William Ospina, La riqueza escondida
Los atunes rojos no pudieron viajar todos juntos hasta el puerto de Doha y organizar una gran manifestación para oponerse a que sigan exterminándolos. Así como los osos polares no van a Nueva York para protestar delante de las Naciones Unidas ni vienen a Bruselas para hacer escándalo delante de las instituciones europeas, ni tampoco lo hacen los gorilas, los koalas, los cóndores, los elefantes, las jirafas, los tigres, las ballenas, los lagartos, los zorros, las tortugas, los pumas, los murciélagos, los lobos, las vicuñas, los venados, las águilas, los patos, los osos, las ranas, los colibríes, los escuerzos, las focas, los delfines, los pandas, los linces, los perezosos, los leopardos, los orangutanes, los osos hormigueros, los tatús, los tucanes, los albatros, los guacamayos, las chinchillas, los guanacos, los vampiros...
A diferencia de los arrogantes seres humanos que desde hace siglos tenemos la pretensión de dominar el planeta y poner todas las demás especies a nuestro servicio a costa de crueldades indescriptibles, a los animales les basta con vivir: nacer, crecer, reproducirse y morir en un territorio. Todo ello sin ningún fin productivo más que la llana y simple libertad de movimiento y existencia. Me pregunto si no es en gran medida por envidia de esa libertad tan rotunda –alcanza con ver un pájaro remontando vuelo, una ballena nadando o un caballo galopando...- que los seres humanos hemos querido controlarlos y esclavizarlos. Hasta tal punto hoy en día que hemos puesto en peligro su supervivencia. Y ellos, que nunca han sabido agremiarse pues dan por sentado su derecho a la vida, no salen a las calles a manifestar.
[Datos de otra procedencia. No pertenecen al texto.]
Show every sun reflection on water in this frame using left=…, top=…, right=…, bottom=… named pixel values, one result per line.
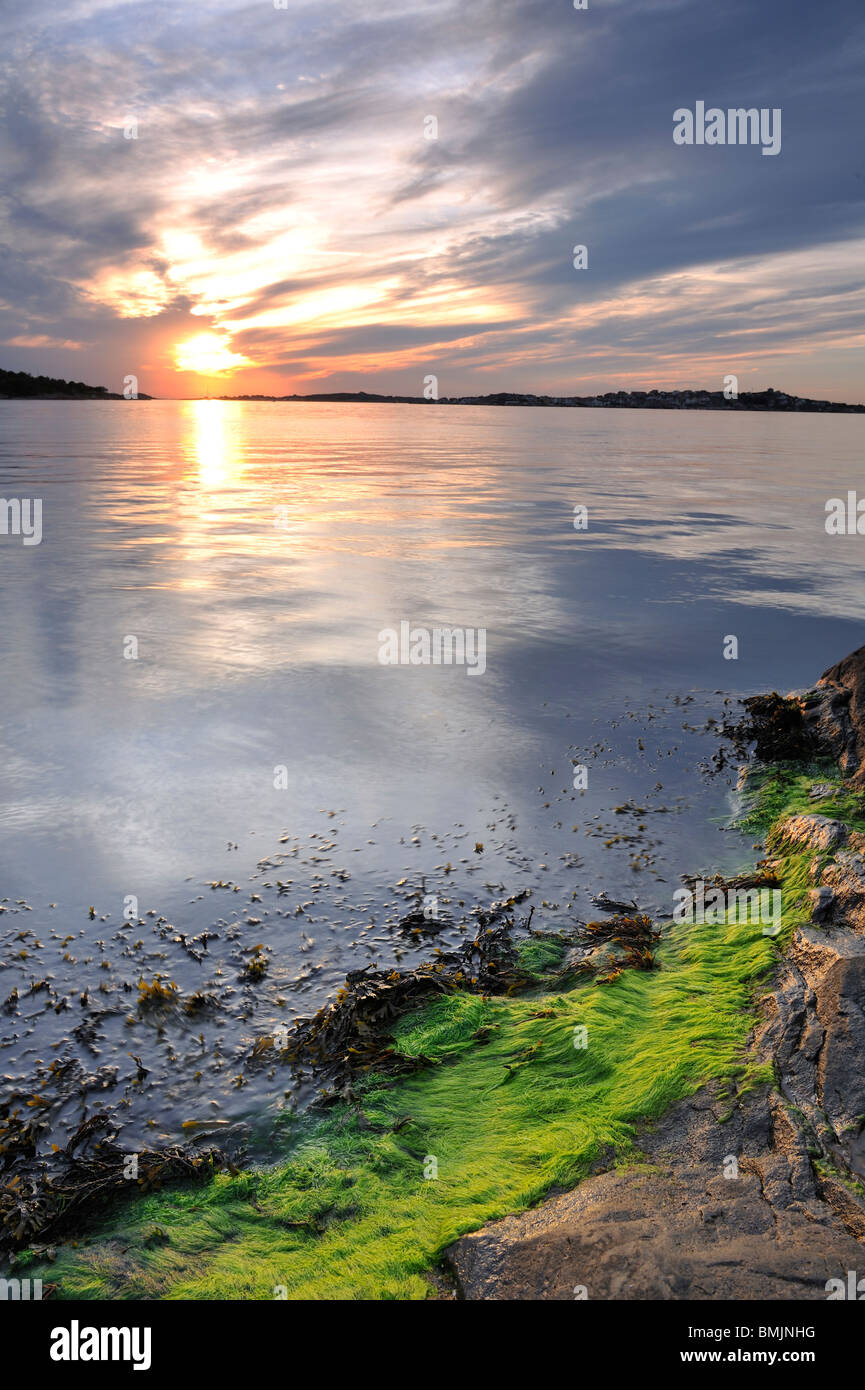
left=189, top=398, right=243, bottom=490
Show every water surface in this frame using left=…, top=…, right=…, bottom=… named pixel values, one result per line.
left=0, top=401, right=862, bottom=1148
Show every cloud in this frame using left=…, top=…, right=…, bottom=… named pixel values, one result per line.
left=1, top=334, right=87, bottom=350
left=0, top=0, right=862, bottom=399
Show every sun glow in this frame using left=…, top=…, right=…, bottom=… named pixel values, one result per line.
left=187, top=399, right=243, bottom=490
left=174, top=332, right=250, bottom=375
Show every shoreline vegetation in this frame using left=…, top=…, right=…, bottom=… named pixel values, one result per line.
left=0, top=369, right=153, bottom=401
left=1, top=368, right=863, bottom=412
left=8, top=651, right=865, bottom=1298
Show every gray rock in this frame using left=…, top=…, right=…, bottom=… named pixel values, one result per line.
left=820, top=851, right=865, bottom=930
left=812, top=645, right=865, bottom=785
left=809, top=886, right=836, bottom=923
left=445, top=1085, right=864, bottom=1300
left=809, top=783, right=838, bottom=801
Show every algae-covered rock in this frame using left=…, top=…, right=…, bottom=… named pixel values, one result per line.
left=444, top=1081, right=865, bottom=1300
left=742, top=691, right=818, bottom=761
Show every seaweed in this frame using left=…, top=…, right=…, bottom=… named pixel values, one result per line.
left=0, top=1112, right=230, bottom=1253
left=136, top=977, right=179, bottom=1010
left=274, top=917, right=538, bottom=1086
left=740, top=692, right=819, bottom=762
left=574, top=913, right=662, bottom=980
left=240, top=951, right=269, bottom=982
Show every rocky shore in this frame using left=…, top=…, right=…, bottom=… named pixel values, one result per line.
left=446, top=648, right=865, bottom=1299
left=10, top=650, right=865, bottom=1299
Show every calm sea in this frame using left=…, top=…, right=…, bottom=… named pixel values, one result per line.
left=0, top=400, right=862, bottom=1147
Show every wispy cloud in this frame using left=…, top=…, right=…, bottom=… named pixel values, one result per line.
left=0, top=0, right=863, bottom=399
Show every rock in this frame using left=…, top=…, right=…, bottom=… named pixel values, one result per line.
left=447, top=900, right=865, bottom=1300
left=819, top=851, right=865, bottom=931
left=447, top=868, right=865, bottom=1299
left=812, top=645, right=865, bottom=785
left=445, top=1084, right=865, bottom=1300
left=809, top=886, right=836, bottom=923
left=783, top=924, right=865, bottom=1155
left=445, top=646, right=865, bottom=1301
left=742, top=692, right=817, bottom=761
left=779, top=814, right=847, bottom=852
left=809, top=783, right=837, bottom=801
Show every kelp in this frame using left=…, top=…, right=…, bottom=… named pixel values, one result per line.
left=741, top=692, right=818, bottom=762
left=700, top=691, right=827, bottom=776
left=570, top=913, right=661, bottom=981
left=0, top=1111, right=229, bottom=1253
left=680, top=867, right=781, bottom=894
left=268, top=917, right=541, bottom=1086
left=136, top=976, right=179, bottom=1010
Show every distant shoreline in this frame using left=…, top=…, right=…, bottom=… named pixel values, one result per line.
left=0, top=368, right=153, bottom=402
left=1, top=369, right=863, bottom=413
left=212, top=387, right=865, bottom=414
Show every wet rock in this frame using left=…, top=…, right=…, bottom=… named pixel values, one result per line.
left=819, top=851, right=865, bottom=930
left=782, top=924, right=865, bottom=1159
left=810, top=783, right=837, bottom=801
left=741, top=692, right=819, bottom=761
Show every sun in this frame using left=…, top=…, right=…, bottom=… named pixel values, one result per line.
left=174, top=332, right=250, bottom=375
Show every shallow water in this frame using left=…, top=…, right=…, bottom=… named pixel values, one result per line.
left=0, top=400, right=863, bottom=1151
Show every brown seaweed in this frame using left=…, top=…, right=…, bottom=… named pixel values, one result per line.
left=262, top=916, right=537, bottom=1088
left=0, top=1110, right=230, bottom=1253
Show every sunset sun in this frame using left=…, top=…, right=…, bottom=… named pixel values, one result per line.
left=173, top=332, right=249, bottom=375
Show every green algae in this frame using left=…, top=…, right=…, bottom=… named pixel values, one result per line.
left=23, top=757, right=858, bottom=1302
left=29, top=918, right=775, bottom=1299
left=740, top=757, right=865, bottom=837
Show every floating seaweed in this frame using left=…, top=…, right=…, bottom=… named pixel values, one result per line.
left=137, top=977, right=179, bottom=1010
left=183, top=990, right=219, bottom=1016
left=590, top=891, right=640, bottom=914
left=240, top=951, right=269, bottom=982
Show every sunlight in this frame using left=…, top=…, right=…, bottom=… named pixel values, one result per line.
left=174, top=332, right=250, bottom=375
left=189, top=398, right=241, bottom=489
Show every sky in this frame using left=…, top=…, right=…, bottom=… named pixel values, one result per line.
left=0, top=0, right=863, bottom=401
Qué belleza inaudita sería un desfile de amarillos felinos, de pardos mamíferos, de verdes reptiles y anfibios avanzando determinados por la Calle de la Ley sobrevolados por una bandada azul violácea o turquesa y, atrás, allí donde los rayos solares crean un espejismo marino, cerrarían el cortejo atunes y cetáceos, todos juntos para denunciar la tremenda injusticia a la que el homo sapiens los ha sometido.

Sabemos, sin embargo, que no sucederá. Es tan fácil someter al vulnerable e inocente, tan sencillo decidir por ellos en su desventaja. Cuántas veces ha ocurrido en la historia. Pero también ha pasado que a veces le ha servido a la gente salir a la calle y presionar con su presencia y obligar a algunos progresos.
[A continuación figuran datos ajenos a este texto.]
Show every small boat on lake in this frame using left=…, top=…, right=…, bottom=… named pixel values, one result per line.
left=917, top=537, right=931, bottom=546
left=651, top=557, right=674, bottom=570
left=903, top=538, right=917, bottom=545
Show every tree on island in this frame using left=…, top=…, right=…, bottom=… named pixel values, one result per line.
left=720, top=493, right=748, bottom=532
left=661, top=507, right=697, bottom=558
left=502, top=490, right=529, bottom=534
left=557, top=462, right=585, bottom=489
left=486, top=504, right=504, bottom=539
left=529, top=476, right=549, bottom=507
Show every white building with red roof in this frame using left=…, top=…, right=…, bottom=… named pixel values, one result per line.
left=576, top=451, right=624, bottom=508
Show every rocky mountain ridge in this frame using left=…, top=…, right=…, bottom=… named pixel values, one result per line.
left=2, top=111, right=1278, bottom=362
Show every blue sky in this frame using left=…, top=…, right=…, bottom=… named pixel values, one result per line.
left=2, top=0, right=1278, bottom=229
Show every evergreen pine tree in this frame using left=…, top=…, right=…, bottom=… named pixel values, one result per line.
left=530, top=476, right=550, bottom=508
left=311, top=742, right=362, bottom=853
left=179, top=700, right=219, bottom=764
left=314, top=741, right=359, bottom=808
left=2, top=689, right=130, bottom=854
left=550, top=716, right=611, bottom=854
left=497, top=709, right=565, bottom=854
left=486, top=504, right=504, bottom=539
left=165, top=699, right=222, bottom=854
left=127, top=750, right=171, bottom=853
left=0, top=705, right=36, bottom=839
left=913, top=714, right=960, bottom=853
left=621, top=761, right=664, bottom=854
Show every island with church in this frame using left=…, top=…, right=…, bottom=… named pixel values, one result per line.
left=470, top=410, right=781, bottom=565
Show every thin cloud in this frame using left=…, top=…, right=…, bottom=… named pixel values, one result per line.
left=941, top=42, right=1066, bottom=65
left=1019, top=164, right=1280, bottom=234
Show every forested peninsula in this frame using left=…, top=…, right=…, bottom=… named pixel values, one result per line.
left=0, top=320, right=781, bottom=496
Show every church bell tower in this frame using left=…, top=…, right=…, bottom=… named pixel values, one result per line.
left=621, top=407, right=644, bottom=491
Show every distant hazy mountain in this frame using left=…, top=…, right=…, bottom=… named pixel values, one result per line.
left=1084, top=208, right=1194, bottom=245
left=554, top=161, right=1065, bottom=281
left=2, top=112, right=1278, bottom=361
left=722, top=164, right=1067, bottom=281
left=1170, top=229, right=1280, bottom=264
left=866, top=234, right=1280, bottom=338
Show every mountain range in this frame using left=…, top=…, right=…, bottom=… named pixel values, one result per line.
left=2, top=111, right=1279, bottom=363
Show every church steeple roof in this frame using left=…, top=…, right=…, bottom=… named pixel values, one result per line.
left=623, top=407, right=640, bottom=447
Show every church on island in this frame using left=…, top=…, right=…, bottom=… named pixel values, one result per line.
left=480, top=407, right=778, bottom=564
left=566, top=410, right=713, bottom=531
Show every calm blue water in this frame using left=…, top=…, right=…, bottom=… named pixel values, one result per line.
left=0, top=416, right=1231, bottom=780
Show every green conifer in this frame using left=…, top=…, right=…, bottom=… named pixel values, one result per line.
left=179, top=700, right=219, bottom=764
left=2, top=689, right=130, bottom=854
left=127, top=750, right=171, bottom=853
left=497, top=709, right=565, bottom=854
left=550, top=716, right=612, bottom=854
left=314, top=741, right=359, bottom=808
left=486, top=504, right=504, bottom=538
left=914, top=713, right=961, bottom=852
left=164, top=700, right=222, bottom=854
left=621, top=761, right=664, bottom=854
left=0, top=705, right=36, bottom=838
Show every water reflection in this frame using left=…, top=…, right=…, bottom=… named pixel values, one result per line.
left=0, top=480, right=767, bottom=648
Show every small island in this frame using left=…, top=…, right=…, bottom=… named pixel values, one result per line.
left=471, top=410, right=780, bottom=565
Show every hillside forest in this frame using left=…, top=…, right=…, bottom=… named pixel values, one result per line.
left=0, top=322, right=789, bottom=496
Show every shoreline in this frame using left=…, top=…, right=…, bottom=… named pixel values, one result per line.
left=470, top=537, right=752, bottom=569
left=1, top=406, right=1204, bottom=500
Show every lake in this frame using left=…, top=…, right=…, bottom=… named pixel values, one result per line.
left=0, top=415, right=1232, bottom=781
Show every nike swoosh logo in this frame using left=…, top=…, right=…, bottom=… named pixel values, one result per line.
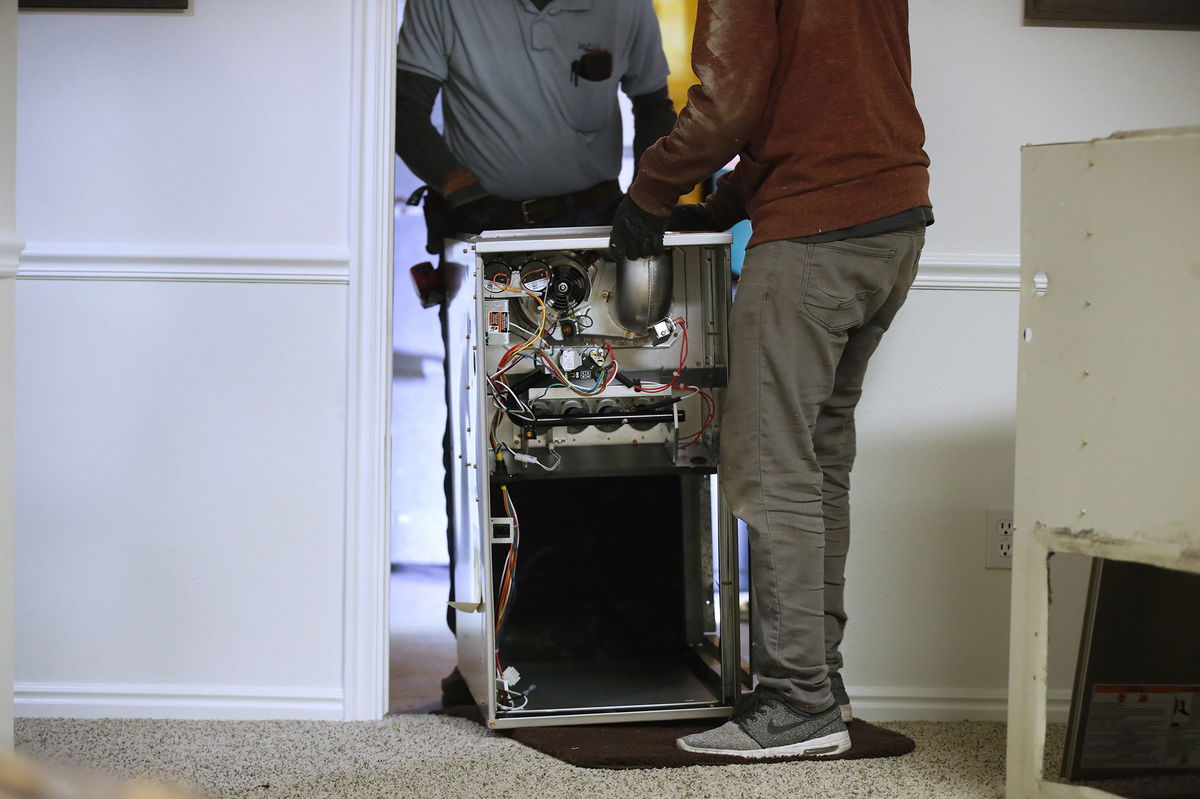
left=766, top=718, right=810, bottom=735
Si nos bajáramos de nuestro pedestal histórico, si reconociéramos como los indígenas americanos que todos los seres vivos somos hijos de la misma madre Tierra, si tuviéramos la amplitud de horizontes suficiente como para comprender que dependemos todos unos de otros y que no sobreviviremos muchos años más allá de la extinción de las otras especies, juntaríamos quizá el coraje suficiente para exigirles a los poderosos que basta, que el planeta no es propiedad privada de ellos ni de nadie, que el planeta es de todos los seres vivos que lo habitamos y que todos tenemos el derecho de disfrutarlo y el deber –sagrado- de cuidarlo.